Add AGENTS.md by Scienfitz · Pull Request #769 · emdgroup/baybe

Scienfitz · 2026-03-29T22:18:39Z

AGENTS.md files contain content intended for agentic operators. They are recognized by most coding frameworks (most importantly claude and opencode) and are injected into the context whenever an agent reads a folder where such a file is contained. They lead to more consistent code being generated and generally more in line with what has already been done without explicitly having to state this over and over again.

The content here is meant as a start and not as complete. We can continue to add rules as we evolve.

The content has been produced in the following manner:

Analyze the entire code base and the last 200 PRs including comments
Extract from this rules and conventions that apply to this repo
The resulting files have then been compressed
I then did one coarse round of human review and curation

Copilot

Pull request overview

Adds AGENTS.md guidance files intended to be injected into agentic tooling context to steer code, tests, docs, and examples toward existing BayBE conventions.

Changes:

Introduce root-level AI-agent coding guide (AGENTS.md) covering architecture, typing, imports, CI, and workflow.
Add test-suite conventions for pytest structure/fixtures/parametrization (tests/AGENTS.md).
Add docs and examples conventions for Sphinx/MyST and runnable scripts (docs/AGENTS.md, examples/AGENTS.md).

Reviewed changes

Copilot reviewed 4 out of 4 changed files in this pull request and generated 10 comments.

File	Description
`AGENTS.md`	Project-wide agent guidance for BayBE coding patterns, tooling, and PR workflow
`tests/AGENTS.md`	Conventions for writing/organizing pytest tests and fixtures
`docs/AGENTS.md`	Conventions for Sphinx/MyST docs authoring and syntax
`examples/AGENTS.md`	Conventions for executable examples and CI smoke-test behavior

💡 Add Copilot custom instructions for smarter, more guided reviews. Learn how to get started.

docs/AGENTS.md

AGENTS.md

tests/AGENTS.md

docs/AGENTS.md

tests/AGENTS.md

examples/AGENTS.md

AGENTS.md

m-aebrer · 2026-03-30T13:47:55Z

tests/AGENTS.md

I would add this rather in contributing.md instead of a tests specific agents.md, though I don't think that's a major issue.

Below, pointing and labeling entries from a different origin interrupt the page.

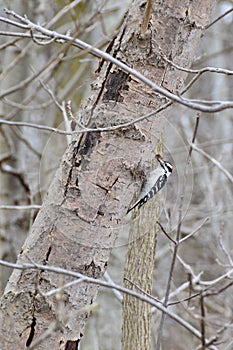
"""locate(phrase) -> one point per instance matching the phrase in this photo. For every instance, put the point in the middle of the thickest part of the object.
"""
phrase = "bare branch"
(61, 38)
(58, 270)
(214, 161)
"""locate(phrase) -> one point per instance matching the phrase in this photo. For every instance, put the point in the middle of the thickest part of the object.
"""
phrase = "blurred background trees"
(29, 158)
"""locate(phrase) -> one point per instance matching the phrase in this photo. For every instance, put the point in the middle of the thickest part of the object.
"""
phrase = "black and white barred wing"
(149, 190)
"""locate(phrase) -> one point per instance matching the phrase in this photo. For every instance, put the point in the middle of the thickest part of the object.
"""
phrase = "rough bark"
(176, 35)
(78, 223)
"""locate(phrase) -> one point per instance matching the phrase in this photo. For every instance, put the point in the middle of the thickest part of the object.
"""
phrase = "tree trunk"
(95, 183)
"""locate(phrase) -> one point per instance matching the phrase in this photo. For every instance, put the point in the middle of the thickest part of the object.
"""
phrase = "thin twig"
(28, 25)
(160, 331)
(214, 161)
(218, 18)
(87, 279)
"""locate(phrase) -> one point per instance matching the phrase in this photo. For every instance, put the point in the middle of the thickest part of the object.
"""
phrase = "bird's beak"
(159, 159)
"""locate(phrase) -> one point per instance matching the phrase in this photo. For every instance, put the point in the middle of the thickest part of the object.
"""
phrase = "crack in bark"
(32, 332)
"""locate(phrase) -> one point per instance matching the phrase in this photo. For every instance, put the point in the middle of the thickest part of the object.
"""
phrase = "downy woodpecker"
(154, 182)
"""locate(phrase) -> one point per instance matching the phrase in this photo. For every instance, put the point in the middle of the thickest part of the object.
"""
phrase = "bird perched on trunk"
(154, 182)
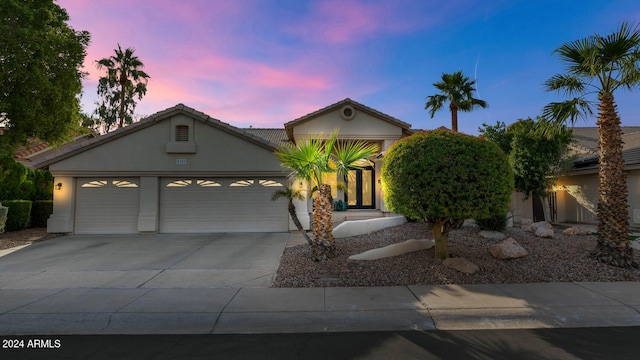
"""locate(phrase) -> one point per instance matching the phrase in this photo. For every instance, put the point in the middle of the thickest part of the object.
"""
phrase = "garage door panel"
(107, 206)
(221, 205)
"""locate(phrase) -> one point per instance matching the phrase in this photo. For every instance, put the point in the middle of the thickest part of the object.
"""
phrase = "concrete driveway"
(146, 261)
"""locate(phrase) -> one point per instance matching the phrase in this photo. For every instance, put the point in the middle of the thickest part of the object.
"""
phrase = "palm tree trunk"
(296, 221)
(323, 244)
(613, 227)
(454, 117)
(123, 83)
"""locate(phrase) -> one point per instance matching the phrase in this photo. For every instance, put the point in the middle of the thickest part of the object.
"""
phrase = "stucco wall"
(217, 152)
(579, 198)
(362, 126)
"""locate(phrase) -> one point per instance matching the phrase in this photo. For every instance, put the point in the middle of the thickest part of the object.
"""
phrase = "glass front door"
(361, 189)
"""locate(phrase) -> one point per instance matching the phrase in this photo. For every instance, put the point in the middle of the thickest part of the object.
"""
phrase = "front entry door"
(361, 189)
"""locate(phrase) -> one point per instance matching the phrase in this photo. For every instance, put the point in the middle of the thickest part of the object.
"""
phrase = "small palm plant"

I also usually add these test principles to get better results (they assume you have pre-commit hooks to run the tests, which you should):

Testing Conventions

Summary:

Test through public interfaces: call functions, assert on return values and file system side effects

Mock only external boundaries: the [INSERT BOUNDARY POINT HERE] is the boundary — provide a [SPECIFIC MOCKER HERE, WITH DEFINED NARROW SCOPE] that emits [PROJECT SPECIFIC DETAILS]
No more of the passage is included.